Introduction / Context:
This question tests your understanding of operator precedence, pre increment operators and short circuit evaluation for logical AND (&&) and logical OR (||) in C. It is a classic exam style problem where you must carefully track the order in which expressions are evaluated and how side effects change the variables.

Given Data / Assumptions:

Initial values are i = -3, j = 2, k = 0.
The expression is m = ++j && ++i || ++k;.

In C, the ++j and ++i are pre increment operations; they change the variable first and then yield the new value.
The operator precedence rules state that ++ has higher precedence than &&, which has higher precedence than ||, so the expression groups as m = ((++j && ++i) || ++k).

Concept / Approach:
Logical operators in C use short circuit evaluation. For the logical AND operator, if the left operand is zero (false), the right operand is not evaluated. For the logical OR operator, if the left operand is nonzero (true), the right operand is not evaluated. The result of a logical expression is 1 for true and 0 for false. We must apply these rules to determine the final values of i, j, k and m.

Step-by-Step Solution:
Evaluate ++j: j becomes 3 and the value of ++j is 3, which is nonzero (true). Since the left side of the && is true, we evaluate ++i: i becomes -2 and the value of ++i is -2, which is nonzero (true). The expression ++j && ++i therefore evaluates to true, which is represented as 1. Now evaluate the outer expression: (true) || ++k. Because the left operand of || is already true (1), short circuit rules mean that ++k is not evaluated, so k remains 0. The overall result of (true) || ++k is true, so m is assigned 1.

Verification / Alternative check:
After all evaluations, the variable values are: i = -2, j = 3, k = 0 and m = 1. Plugging these into the printf call printf("%d %d %d %d", i, j, k, m) produces -2 3 0 1 as text on the screen.
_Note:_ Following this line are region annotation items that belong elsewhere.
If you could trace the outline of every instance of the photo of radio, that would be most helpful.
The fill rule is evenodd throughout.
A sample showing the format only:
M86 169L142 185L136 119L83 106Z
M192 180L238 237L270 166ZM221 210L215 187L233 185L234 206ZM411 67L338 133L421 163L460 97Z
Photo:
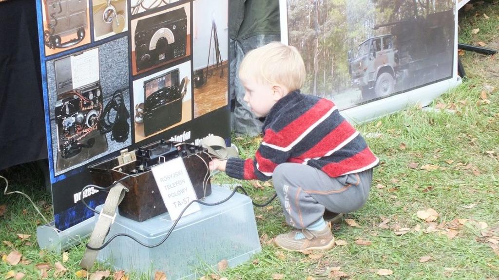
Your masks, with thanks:
M179 69L176 68L144 82L145 102L137 105L135 121L143 124L145 136L182 120L182 99L189 80L186 77L180 82L179 75Z
M101 129L99 119L103 110L102 92L98 81L58 97L55 121L63 158L74 156L82 147L91 147L95 143L94 138L87 138L92 132Z
M137 70L186 55L187 26L184 7L137 20L134 33Z

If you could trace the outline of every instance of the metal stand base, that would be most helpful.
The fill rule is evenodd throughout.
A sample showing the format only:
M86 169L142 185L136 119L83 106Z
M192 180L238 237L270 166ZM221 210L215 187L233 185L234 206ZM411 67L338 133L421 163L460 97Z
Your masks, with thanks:
M53 221L36 228L36 240L40 249L60 252L81 243L90 236L95 226L94 219L88 219L66 230L55 228Z

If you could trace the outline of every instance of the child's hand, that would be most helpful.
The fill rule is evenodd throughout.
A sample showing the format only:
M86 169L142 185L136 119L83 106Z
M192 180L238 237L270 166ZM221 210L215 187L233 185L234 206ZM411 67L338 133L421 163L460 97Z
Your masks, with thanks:
M220 171L225 171L225 166L227 164L227 160L221 160L218 158L214 158L213 160L210 162L210 170L213 171L219 170Z

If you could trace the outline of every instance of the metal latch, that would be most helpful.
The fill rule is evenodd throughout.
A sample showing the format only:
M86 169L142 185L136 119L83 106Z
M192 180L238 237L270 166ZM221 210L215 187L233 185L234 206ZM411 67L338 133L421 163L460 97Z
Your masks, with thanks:
M121 154L118 156L118 162L120 165L137 160L135 150L128 151L128 149L125 149L120 151L120 152Z

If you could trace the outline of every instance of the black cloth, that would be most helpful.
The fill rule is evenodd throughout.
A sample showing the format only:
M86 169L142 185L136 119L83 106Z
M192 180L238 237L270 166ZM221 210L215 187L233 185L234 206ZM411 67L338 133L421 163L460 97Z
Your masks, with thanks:
M35 0L0 2L0 170L47 158Z

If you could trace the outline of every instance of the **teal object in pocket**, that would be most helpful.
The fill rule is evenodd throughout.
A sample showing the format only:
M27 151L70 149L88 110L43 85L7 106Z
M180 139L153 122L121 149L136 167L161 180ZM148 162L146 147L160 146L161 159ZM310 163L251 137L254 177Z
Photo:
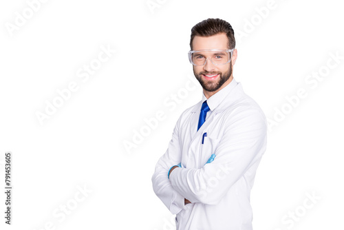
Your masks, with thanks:
M214 158L215 158L216 155L215 154L211 154L211 157L209 158L209 159L208 159L208 161L206 162L206 163L204 164L206 165L208 163L211 163L213 162L213 160L214 160Z

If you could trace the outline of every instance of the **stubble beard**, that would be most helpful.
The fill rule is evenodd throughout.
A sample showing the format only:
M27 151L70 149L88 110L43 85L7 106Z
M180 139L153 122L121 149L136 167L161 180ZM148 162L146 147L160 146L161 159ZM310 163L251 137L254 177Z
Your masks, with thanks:
M204 90L214 92L219 90L229 79L230 75L232 75L232 65L229 65L228 70L223 74L221 72L209 72L207 71L202 71L197 74L195 72L195 69L193 69L193 74ZM204 81L202 79L202 74L219 74L219 76L218 79L215 82L214 81Z

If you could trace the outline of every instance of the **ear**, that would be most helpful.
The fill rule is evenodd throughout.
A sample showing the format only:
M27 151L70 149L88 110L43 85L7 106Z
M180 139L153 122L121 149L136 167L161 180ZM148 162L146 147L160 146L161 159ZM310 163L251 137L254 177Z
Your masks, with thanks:
M233 54L232 56L232 66L235 64L235 61L237 61L237 49L235 49L233 50Z

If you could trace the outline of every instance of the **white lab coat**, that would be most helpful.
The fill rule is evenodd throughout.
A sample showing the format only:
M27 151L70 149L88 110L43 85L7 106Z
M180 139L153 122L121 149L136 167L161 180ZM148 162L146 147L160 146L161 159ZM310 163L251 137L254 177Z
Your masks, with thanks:
M153 190L176 214L177 229L252 229L250 193L266 147L267 123L241 83L231 83L198 131L202 101L183 112L156 165ZM204 165L212 154L215 160ZM184 205L184 198L192 203Z

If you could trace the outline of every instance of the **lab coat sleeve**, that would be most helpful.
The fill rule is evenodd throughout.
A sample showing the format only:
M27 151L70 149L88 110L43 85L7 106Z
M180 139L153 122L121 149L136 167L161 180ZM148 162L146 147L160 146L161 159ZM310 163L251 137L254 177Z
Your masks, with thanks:
M173 187L191 202L219 203L241 177L252 178L252 171L244 174L265 151L267 123L260 109L238 109L224 125L211 163L200 169L176 168L170 174Z
M167 177L169 169L180 163L182 160L182 150L178 138L180 123L180 119L173 129L169 148L158 161L152 176L154 192L172 214L179 213L184 207L184 197L173 189Z

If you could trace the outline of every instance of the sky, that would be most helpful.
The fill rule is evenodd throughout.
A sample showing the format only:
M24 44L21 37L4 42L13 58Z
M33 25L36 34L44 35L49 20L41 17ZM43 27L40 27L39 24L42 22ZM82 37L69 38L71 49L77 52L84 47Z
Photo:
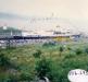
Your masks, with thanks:
M53 16L70 20L76 27L88 26L88 0L0 0L0 12L24 16Z

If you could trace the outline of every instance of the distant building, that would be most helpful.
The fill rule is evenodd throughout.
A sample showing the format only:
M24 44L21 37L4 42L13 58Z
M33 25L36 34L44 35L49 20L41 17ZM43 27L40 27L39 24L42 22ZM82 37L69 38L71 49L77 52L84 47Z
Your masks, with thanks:
M22 36L22 31L9 26L0 27L0 37L12 37L12 36Z

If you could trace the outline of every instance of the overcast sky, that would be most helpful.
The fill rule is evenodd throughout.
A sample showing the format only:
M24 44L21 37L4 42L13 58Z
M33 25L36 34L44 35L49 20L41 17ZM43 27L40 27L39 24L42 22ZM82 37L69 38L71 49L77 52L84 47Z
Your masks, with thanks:
M74 24L88 23L88 0L0 0L0 12L25 16L54 16L68 19Z

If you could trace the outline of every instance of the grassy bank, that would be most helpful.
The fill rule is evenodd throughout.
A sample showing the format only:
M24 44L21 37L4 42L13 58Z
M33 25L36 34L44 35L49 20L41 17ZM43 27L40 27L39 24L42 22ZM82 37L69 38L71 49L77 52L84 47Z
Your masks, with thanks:
M68 82L70 70L88 71L88 44L45 44L0 49L0 82L29 82L42 77L48 77L51 82Z

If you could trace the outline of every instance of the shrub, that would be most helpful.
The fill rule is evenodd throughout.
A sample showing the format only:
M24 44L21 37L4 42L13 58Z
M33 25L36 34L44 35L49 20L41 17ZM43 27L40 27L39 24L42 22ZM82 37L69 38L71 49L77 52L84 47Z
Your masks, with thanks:
M43 77L51 78L50 61L46 58L40 59L36 65L37 77L42 79Z
M75 52L76 52L76 55L83 54L81 49L79 49L79 48L77 48L77 49L75 50Z
M42 54L41 50L36 50L36 52L34 52L33 56L35 58L39 58L41 54Z
M87 54L88 54L88 47L87 47L87 48L85 48L85 52L87 52Z

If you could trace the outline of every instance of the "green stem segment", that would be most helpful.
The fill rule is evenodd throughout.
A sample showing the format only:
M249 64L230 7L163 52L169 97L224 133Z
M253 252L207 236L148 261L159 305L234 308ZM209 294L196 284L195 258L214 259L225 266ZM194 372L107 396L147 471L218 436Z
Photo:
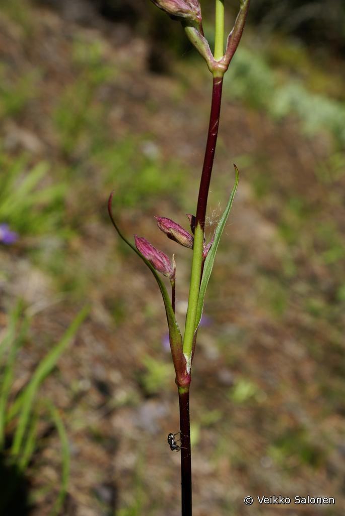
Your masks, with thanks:
M189 297L188 298L188 308L187 311L185 336L183 342L183 353L187 360L187 372L188 373L190 370L193 340L196 329L196 310L202 267L202 252L205 231L205 219L206 217L208 190L218 135L222 86L222 77L213 77L212 103L211 105L210 121L208 126L208 134L205 152L203 171L200 181L198 205L196 206L192 270L191 273L190 285L189 287Z
M224 0L216 0L216 31L215 59L218 61L224 55Z
M183 343L183 352L185 357L191 359L193 338L195 330L195 319L196 308L199 296L201 268L202 266L202 253L204 243L204 230L201 225L198 223L195 228L194 234L194 246L193 247L193 259L192 260L192 271L189 286L189 297L188 308L186 318L186 327ZM187 360L187 371L190 369L190 360Z

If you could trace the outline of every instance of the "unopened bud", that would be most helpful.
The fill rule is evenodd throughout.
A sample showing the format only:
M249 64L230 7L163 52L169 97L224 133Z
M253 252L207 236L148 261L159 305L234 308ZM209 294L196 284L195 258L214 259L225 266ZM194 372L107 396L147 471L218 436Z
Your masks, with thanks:
M157 220L158 228L163 233L165 233L168 238L180 244L185 247L193 249L193 237L179 224L166 217L155 217L155 218Z
M175 270L171 266L170 260L166 254L156 249L146 238L135 235L134 239L139 252L150 262L156 270L169 278L174 276Z
M187 18L200 23L201 8L199 0L152 0L155 5L170 16Z

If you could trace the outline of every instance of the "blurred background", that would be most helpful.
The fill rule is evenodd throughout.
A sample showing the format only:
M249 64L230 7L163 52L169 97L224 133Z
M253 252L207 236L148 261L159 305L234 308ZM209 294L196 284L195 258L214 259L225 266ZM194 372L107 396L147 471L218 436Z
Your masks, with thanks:
M340 516L345 6L252 4L211 186L208 233L236 164L193 364L194 513L276 515L243 497L309 495L336 505L284 513ZM153 216L188 229L211 76L149 0L2 0L0 53L0 512L177 516L165 315L106 203L113 189L124 232L176 253L183 324L191 252Z

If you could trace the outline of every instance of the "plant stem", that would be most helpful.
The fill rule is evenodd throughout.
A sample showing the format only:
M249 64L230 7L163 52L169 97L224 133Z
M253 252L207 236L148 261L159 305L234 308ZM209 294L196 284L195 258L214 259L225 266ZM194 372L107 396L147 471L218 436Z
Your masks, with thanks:
M196 323L195 321L196 307L201 278L205 219L208 197L208 190L218 135L222 86L223 77L213 77L208 134L196 207L189 297L188 298L188 308L187 311L183 343L184 354L185 356L187 356L187 357L191 358L193 338ZM188 368L188 362L187 360L187 369ZM189 365L190 366L190 364Z
M216 0L214 55L217 61L224 55L224 0Z
M175 313L175 297L176 296L176 282L175 280L171 281L171 306Z
M192 464L189 423L189 387L178 388L181 432L182 516L192 514Z

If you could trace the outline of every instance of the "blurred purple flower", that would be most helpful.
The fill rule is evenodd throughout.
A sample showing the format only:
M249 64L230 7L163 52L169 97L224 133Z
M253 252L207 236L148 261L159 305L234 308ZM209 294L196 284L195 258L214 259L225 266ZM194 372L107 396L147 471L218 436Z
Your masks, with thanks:
M18 235L14 231L10 231L8 224L0 224L0 242L9 246L18 239Z

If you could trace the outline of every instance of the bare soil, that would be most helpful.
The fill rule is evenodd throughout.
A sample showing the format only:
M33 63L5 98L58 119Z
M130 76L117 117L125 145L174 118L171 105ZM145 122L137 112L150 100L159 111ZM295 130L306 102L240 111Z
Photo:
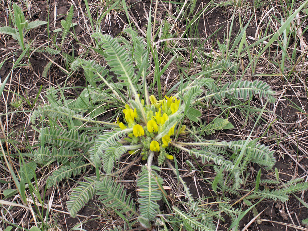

Running a small test program in a C compiler will confirm this behavior on any conforming implementation.

Why Other Options Are Wrong:
Option b assumes that k is incremented, but short circuit evaluation of the logical OR operator prevents ++k from executing because the left side of || is already true.
Option c has incorrect values for i and m, which do not match the logic of pre increment and logical evaluation.
Option d incorrectly leaves j unchanged and m as 0, ignoring the effect of ++j and the logical operations.

Common Pitfalls:
Many students forget that logical operators return 1 or 0 rather than the original operand values, and they often misapply short circuit rules. Another common mistake is to mis group expressions, forgetting that && binds more tightly than ||. When in doubt, rewrite the expression with explicit parentheses to clarify the evaluation order.

Final Answer:
The program prints -2 3 0 1, corresponding to i = -2, j = 3, k = 0 and m = 1.